Take a look at the beginning of the file:

head DMR.GBM2.vs.NB1.bed

Let’s say we wanted to get only the lines where the pvalue (column 10) was below a certain value. In awk, the default delimiter is the tab character, which most bioinformatics files use as their delimiter. Using the tab as a delimiter, it assigns each value in a column to the variables $1, $2, $3, etc… for as many columns as there are. So if we wanted to get lines where the pvalue column was under 0.00000005 pvalue:

cat DMR.GBM2.vs.NB1.bed | awk '$10 < 0.00000005'

And lines where the pvalue >= 0.00000005:

cat DMR.GBM2.vs.NB1.bed | awk '$10 >= 0.00000005'

You can also use it to extract lines with a particular word in a column:

cat DMR.GBM2.vs.NB1.bed | awk '$1 == "chr3"'

A double equals (==) is used for equality comparisons. This will pull out lines where the chromosome column is “chr3”.

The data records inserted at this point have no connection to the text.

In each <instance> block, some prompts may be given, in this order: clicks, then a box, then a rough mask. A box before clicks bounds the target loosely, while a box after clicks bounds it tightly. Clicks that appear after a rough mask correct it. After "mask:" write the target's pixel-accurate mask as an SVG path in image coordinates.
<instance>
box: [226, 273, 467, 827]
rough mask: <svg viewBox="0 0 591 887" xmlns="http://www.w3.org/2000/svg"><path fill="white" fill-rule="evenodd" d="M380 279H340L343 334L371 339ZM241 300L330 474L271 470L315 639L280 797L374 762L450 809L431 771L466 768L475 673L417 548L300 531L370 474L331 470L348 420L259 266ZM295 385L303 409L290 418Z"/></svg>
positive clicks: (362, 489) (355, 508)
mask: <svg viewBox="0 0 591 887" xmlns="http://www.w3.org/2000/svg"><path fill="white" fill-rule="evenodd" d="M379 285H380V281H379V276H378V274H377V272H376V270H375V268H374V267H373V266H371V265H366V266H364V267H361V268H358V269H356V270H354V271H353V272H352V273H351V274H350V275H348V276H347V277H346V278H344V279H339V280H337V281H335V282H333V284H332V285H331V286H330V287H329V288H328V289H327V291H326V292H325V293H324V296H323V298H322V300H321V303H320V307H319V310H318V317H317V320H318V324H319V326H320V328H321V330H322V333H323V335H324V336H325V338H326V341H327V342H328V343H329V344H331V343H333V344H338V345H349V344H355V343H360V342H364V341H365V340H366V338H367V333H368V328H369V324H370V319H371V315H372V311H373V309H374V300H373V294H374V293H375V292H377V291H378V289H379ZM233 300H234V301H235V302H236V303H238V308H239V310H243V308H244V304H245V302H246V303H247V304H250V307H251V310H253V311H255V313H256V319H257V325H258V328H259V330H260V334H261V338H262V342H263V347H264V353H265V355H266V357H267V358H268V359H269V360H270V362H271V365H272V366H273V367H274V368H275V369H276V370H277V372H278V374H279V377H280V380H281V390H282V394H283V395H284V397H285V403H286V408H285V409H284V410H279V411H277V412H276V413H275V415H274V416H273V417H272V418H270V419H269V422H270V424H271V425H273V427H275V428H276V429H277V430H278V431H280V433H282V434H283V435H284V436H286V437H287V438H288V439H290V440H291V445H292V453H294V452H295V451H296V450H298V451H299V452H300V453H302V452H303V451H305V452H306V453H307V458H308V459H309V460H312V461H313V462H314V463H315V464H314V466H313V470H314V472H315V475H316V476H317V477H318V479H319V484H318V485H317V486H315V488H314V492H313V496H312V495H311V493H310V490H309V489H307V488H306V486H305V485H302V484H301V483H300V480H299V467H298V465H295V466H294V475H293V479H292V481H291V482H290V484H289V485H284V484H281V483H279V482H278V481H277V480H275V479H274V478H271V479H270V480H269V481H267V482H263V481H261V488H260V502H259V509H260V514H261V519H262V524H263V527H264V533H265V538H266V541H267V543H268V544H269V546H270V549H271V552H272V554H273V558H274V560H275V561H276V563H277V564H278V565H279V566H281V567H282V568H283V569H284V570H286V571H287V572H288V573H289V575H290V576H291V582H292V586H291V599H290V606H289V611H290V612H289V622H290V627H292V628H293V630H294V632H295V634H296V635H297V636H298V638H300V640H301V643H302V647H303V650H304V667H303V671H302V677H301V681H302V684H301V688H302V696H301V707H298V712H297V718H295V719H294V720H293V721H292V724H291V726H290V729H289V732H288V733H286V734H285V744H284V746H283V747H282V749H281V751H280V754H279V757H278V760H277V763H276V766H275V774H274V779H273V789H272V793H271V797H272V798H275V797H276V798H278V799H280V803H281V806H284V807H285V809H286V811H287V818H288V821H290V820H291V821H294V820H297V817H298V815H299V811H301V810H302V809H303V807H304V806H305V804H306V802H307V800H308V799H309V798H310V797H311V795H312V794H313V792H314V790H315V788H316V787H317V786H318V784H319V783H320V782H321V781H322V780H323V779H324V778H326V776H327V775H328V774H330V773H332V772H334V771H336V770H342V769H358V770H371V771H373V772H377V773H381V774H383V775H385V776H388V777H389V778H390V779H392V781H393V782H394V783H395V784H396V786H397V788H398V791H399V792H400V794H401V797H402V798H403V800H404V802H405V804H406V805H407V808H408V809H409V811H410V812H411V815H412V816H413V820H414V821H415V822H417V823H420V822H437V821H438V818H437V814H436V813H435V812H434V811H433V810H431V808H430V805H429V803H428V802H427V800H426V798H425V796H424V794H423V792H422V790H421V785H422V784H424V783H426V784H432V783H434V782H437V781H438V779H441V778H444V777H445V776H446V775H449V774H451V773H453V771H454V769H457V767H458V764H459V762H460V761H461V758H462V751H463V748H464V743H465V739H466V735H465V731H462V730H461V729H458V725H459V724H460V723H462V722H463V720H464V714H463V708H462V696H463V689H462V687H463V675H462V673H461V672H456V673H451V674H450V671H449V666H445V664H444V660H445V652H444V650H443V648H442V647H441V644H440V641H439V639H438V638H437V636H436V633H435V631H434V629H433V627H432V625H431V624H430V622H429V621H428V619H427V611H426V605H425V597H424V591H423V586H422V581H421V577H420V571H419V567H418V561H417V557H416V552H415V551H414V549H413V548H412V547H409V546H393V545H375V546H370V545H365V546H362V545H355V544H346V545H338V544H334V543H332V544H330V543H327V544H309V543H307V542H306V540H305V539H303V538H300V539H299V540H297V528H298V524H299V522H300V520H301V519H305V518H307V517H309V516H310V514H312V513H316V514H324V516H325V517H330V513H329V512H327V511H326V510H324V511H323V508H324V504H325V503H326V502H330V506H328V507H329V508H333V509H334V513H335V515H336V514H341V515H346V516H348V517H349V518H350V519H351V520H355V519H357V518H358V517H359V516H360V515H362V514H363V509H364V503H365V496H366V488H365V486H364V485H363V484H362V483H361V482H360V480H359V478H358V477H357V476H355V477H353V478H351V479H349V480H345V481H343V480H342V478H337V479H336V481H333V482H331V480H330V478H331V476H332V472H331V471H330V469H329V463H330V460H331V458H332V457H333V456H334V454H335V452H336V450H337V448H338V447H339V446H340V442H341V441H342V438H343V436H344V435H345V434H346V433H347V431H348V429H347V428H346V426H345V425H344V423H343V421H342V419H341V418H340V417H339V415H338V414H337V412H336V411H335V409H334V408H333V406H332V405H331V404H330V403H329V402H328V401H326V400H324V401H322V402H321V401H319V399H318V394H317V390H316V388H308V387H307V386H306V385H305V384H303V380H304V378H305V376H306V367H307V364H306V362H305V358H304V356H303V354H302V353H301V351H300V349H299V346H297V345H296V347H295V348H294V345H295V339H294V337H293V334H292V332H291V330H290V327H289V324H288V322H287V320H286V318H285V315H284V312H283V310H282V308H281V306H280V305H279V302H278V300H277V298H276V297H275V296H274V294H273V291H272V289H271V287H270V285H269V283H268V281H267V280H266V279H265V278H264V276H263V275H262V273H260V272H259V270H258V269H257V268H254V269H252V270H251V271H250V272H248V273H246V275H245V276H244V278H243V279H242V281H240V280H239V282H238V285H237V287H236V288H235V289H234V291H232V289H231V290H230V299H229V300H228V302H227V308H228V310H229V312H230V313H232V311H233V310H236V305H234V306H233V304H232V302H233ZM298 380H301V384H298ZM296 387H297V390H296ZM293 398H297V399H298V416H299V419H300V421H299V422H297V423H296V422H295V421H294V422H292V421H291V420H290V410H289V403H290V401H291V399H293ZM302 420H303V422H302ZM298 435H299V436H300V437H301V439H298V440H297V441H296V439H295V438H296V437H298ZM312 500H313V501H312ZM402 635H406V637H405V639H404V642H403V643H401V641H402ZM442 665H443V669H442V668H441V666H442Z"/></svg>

Take a look at the awk manual to learn more about the capabilities of awk.

HARD CHALLENGE: Go through the list of genomes (as in the Find section) and this time only search down a maximum of 6 directories and also follow symbolic links in the search. Then extract only those files that are part of either the zebrafish or C. elegans genomes. For each of those files, get the number of characters in the file and then only print files whose character count is less than 10000. You will have to probably use find, grep, xargs, wc, and awk. You will need to look at the manual pages for each of those commands. You should be able to do this just using pipes and the commands (i.e. no intermediate files).